The youngest of the three pillars of therapy is the pillar of drug treatment with bisphosphonates . The first publications on the therapy of OI sufferers with bisphosphonates were published at the 6th International Scientific Conference on OI in Holland in 1996. Although all scientific groups were able to measure significant bone growth, the question remained whether the increased bone density would also be accompanied by a reduced fracture rate. In a very extensive study in 1998, the Montreal doctor and scientist Francis H. Glorieux and his colleagues succeeded in showing the connection between an increase in bone density and a decrease in the fracture rate. In the meantime, drug therapy with bisphosphonates has become part of the state of the art in the treatment of OI.

Differential diagnosis

A distinction must be made between the rare idiopathic juvenile osteoporosis , achondrogenesis type II and type II as well as achondrogenesis type IA and achondrogenesis type IB .

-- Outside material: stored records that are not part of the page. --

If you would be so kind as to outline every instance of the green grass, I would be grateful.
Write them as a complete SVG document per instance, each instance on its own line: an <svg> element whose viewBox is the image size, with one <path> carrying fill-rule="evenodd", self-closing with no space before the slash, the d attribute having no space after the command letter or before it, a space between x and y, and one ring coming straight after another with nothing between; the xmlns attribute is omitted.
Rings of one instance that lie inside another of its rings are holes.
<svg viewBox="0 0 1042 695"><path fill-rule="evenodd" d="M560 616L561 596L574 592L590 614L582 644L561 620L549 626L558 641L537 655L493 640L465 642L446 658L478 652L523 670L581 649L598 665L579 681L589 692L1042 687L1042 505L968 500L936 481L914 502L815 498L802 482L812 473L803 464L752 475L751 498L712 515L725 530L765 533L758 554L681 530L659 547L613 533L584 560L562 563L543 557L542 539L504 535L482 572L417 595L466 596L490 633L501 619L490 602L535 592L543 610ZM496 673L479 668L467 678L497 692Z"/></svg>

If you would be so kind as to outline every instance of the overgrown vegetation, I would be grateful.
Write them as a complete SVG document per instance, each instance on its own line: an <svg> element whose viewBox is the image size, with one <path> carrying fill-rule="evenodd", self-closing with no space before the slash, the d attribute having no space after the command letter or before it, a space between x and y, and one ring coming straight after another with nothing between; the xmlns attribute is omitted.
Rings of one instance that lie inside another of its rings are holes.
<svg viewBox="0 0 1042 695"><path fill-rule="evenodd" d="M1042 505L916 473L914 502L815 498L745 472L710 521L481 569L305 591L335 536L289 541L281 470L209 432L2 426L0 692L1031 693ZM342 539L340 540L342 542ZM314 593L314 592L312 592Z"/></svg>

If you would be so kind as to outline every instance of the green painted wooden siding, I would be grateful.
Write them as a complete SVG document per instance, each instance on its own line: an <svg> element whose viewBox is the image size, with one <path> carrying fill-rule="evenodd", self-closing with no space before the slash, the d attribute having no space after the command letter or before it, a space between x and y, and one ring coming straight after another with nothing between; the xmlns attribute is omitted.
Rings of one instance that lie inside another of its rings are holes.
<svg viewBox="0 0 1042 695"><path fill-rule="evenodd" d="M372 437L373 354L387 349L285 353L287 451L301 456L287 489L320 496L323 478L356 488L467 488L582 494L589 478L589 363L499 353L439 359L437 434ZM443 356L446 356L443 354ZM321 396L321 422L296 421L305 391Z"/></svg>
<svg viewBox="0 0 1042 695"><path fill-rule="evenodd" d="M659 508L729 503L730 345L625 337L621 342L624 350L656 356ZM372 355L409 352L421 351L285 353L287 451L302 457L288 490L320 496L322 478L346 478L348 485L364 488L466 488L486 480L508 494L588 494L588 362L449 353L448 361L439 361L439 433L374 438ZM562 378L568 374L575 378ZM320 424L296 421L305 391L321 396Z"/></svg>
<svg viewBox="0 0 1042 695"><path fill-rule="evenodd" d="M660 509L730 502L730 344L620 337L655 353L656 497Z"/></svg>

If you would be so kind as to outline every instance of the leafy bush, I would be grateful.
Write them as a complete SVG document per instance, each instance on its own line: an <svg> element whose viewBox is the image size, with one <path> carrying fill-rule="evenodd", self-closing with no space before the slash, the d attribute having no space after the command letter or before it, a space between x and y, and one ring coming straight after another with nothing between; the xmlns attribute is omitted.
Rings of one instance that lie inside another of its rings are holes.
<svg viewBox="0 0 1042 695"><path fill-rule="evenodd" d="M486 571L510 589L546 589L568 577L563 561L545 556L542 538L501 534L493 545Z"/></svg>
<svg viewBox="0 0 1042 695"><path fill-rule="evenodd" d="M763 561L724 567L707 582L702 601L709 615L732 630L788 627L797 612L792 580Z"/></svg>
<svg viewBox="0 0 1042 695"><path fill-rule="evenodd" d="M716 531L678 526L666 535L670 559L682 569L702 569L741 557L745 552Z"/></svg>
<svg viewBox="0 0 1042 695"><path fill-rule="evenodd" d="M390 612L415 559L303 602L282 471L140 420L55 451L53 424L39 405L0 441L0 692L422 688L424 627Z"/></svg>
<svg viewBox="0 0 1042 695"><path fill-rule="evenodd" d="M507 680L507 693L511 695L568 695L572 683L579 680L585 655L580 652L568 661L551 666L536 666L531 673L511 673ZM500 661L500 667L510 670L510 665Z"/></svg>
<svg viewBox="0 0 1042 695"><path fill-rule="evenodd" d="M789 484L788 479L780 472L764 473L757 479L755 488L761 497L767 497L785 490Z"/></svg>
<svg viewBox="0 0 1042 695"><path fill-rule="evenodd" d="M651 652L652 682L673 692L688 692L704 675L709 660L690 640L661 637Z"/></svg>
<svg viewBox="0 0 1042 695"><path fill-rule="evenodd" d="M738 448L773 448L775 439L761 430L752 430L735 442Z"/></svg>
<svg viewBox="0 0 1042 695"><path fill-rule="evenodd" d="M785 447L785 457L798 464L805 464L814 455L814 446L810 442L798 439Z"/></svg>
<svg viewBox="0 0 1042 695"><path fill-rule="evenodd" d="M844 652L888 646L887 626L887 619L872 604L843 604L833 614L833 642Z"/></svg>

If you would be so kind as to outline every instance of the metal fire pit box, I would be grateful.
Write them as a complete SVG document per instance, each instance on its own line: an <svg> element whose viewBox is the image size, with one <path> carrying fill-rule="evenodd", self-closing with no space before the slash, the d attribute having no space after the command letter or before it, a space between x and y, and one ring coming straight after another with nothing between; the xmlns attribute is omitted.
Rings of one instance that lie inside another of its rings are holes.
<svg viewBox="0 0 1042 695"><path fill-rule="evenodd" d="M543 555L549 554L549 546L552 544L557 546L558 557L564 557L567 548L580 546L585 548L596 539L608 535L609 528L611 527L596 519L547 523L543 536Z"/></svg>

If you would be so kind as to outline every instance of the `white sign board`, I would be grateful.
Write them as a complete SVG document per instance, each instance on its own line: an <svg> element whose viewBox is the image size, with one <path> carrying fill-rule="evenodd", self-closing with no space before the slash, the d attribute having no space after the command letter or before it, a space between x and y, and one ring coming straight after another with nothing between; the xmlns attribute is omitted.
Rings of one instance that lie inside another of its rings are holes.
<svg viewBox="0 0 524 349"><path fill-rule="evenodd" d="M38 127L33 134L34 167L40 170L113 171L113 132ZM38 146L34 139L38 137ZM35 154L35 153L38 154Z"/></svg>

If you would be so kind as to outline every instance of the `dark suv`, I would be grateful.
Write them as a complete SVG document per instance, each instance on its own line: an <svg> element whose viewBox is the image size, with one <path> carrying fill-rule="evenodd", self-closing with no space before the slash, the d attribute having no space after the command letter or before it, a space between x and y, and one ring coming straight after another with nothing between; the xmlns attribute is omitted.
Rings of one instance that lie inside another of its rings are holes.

Osteogenesis imperfecta in animals

Glass bone disease has so far been described in dogs, cats, sheep and cattle. Genetically it is a variable disease, but the pathophysiology is similar to osteogenesis imperfecta in humans. In Dachshunds, there is usually a mutation in the SERPINH1 gene , whereas a COL1A1 gene mutation was found in a retriever and a beagle .

See also

swell

  • FH Glorieux, F. Rauch, H. Plotkin, L. Ward, R. Travers, P. Roughley, L. Lalic, DF Glorieux, F. Fassier, NJ Bishop: Typ V osteogenesis imperfecta: a new form of brittle bone disease. In: J Bone Miner Res . 2000; 15, pp. 1650-1658.
  • FH Glorieux, NJ Bishop, H. Plotkin, G. Chabot, G. Lanoue, R. Travers: Cyclic administration of Pamidronate in Children with severe Osteogenesis imperfecta. In: The New England Journal of Medicine . 1998, Volume 339, pp. 947-952.
  • FH Glorieux, LM Ward, F. Rauch, L. Lalic, PJ Roughley, R. Travers: Osteogenesis imperfecta type VI: a form of brittle bone disease with a mineralization defect. In: J Bone Miner Res. 2002 Jan; 17 (1), pp. 30-38.
  • Willy Hagelstein, Hartwig Lehmann, Renate Mücke, Angela Stadtlander: Glasfit - An exercise program for those affected by Osteogenesis Imperfecta . Ed .: German Society for Osteogenesis Imperfecta Affected e. V., 1997.
  • Willy Hagelstein, Kerstin Neumann: Glasfit² - with the Theraband and in the water . Ed .: German Society for Osteogenesis Imperfecta Affected e. V., 2001.
  • Knud Stakemann Seedorff: Osteogenesis imperfecta. Dissertation . Aarhus Stiftsbogtrykkerie, 1949.
  • David O. Sillence et al. a .: Genetic heterogeneity in osteogenesis imperfecta . In: Journal of Medical Genetics . 16 (2) (1979), pp. 101-116.
  • Hartmut Stöß: Pathological anatomy of the osteogenesis imperfecta . Gustav Fischer Verlag, Stuttgart 1990, ISBN 3-437-11282-1 , p. 5.

Web links

Commons : Osteogenesis imperfecta  - collection of images, videos and audio files

Individual evidence

  1. Gesundipedia: Osteogenesis imperfecta
  2. Heike Hoyer Kuhn, Oliver Semler: Osteogenesis imperfecta: News on pathogenesis and therapy. In: pediatrics close , 2013, 25 (1) pp 28-32, oi-gesellschaft.de (PDF; 1.2 MB).
  3. H. Stöß: Pathological Anatomy of Osteogenesis imperfecta. Gustav Fischer Verlag, Stuttgart 1990, ISBN 3-437-11282-1 , p. 5.
  4. V. Ewerbeck, C.-J. Wirth: orthopedist. Springer Verlag, issue No. 87; ISSN  0085-4530
  5. Ekkehard Schütz u. a .: Osteogenesis imperfecta in the dachshund. In: Small Animal Practice. 57 (2012), pp. 57-62.